# Chain reaction



## kwflatbed (Dec 29, 2004)

*Chain reaction: Pedal police nab alleged teen car thieves
*By *Michele McPhee
*


*T*he Boston police bicycle squad pedaled furiously to chase a racing stolen car, then surrounded the suspects like a swarm of bees to arrest them.


The Special Operations Tactical Bike Unit - which was created as a temporary squad to combat summer violence, but will now become a permanent unit - spotted the car careening down Clifton Street in Roxbury about 8:30 p.m. Tuesday.

One of the officers called in the license plate, discovering the car was stolen, and a sergeant and 14 bike cops began to pedal madly after the vehicle.

Shaken by the swirling silver wheels and rush of blue pantlegs, the alleged thieves dumped the stolen car on Shirley Street and took off running.

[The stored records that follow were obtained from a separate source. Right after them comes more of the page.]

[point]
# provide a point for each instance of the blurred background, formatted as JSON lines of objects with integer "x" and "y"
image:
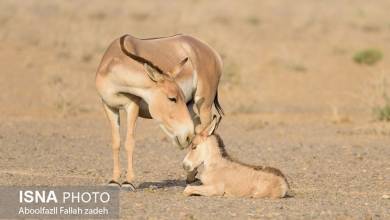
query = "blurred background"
{"x": 305, "y": 88}
{"x": 283, "y": 60}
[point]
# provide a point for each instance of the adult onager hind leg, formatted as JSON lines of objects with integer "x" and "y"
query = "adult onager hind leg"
{"x": 157, "y": 78}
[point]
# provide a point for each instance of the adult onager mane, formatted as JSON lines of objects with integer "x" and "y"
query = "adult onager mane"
{"x": 158, "y": 78}
{"x": 223, "y": 175}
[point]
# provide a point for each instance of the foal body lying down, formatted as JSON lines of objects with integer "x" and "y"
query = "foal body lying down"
{"x": 224, "y": 176}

They were no match for the bicycle squad, whose members managed to catch up to the teens even after they tried to flee into a labyrinthine housing project.

Three teens were charged with receiving a stolen motor vehicle.

One suspect, a 16-year-old Dorchester teen, was not identified. His alleged accomplices, Sandro Rosa, 17, of Dorchester and Armando Gomez, 17, of Roxbury, are expected to stand alongside him in Roxbury District Court today.


----------



## Crvtte65 (May 19, 2002)

Alright! I'm glad they are keeping them around. It would have been much harder to catch them if they were in crusiers after they dumped the car. Bike vs. feet is a good thingB:


----------



## bikecop34 (Jul 15, 2004)

They can run...but we can fly!!!I wouldn't give up my bike for anything...except maybe heavy snow fall


----------